Thanks, Khan, for pointing me to this about IBM's death spiral:
Here's how one IBM employee put it recently as he resigned: "Unfortunately, I see IBM as a place run by salespeople and project managers with a sell and install mentality, even in services. There is no technical leadership, innovation or proper understanding of our customer's needs and requirements. The architecture profession is dysfunctional and cannot remediate itself. These factors may change, but not in the short term and when it does it is likely to be brutal, and I'm not patient enough to wait around until it does."
When your QUALITY is crap, your costs increase. You compensate by throwing more and more people at the problems that result from poor quality. When you try to cut costs, the problems increase and the quality suffers even more. IBM is in such a death spiral, and it is a direct result of a management decision to sacrifice quality…

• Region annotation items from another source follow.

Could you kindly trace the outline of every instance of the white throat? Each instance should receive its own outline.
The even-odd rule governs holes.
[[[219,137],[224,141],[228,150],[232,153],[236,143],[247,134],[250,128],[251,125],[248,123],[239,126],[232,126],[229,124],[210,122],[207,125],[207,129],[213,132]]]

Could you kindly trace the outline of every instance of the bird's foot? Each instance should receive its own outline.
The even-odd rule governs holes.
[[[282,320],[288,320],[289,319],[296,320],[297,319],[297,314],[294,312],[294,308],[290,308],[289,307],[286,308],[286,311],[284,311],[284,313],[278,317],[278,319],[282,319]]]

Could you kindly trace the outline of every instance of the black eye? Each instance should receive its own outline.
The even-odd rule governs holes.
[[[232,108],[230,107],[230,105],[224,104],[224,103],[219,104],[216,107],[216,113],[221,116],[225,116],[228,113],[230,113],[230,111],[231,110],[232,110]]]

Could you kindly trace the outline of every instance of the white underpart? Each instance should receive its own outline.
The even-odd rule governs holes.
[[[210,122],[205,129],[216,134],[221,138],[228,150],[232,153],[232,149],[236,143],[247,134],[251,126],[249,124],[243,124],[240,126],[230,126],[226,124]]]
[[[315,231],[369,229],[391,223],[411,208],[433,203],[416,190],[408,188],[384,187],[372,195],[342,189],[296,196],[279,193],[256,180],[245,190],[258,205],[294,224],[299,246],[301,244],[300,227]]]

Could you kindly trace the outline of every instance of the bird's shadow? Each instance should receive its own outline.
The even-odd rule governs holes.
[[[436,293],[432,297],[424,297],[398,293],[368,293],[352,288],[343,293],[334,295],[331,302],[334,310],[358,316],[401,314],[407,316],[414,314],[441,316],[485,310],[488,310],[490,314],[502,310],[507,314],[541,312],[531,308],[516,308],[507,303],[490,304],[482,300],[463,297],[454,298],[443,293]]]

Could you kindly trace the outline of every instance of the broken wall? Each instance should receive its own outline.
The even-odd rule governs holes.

Just what I needed this week to cheer me up. horray me.
This afternoon I was trying to find the right version of an Eclipse-based tool that I have installed, and it occurred to me that I must have a million instances of Eclipse installed on my machine. So I did a quick search and found out that I over estimated by just a bit. I only have 16 instances. That's still a lot, right?
How did I get so many? First of all, we deliver our documentation in information centers, which are built on Eclipse. So I have various information centers installed that I built and use for testing or whatever. Also, I discovered that I have some apps installed that, even though they aren't Eclipse-based themselves, provide an Eclipse-based information center. Every time you install an information center, you get Eclipse.
Then I have all sorts of different builds of the various Eclipse-based products that I have documented over the past few years.
When I first heard about Eclipse, I imagined that I would have one instance of Eclipse, and then I would just plug in all of my different applications into the single IDE, and everything would all be right there for me. But no, that's not how it works. Each product has its own separate Eclipse base, and I have to go figure out which product I want to do what task. It gets really confusing because you can do slightly different things with each product and they all look slightly different. I have to think that this must get confusing to customers too.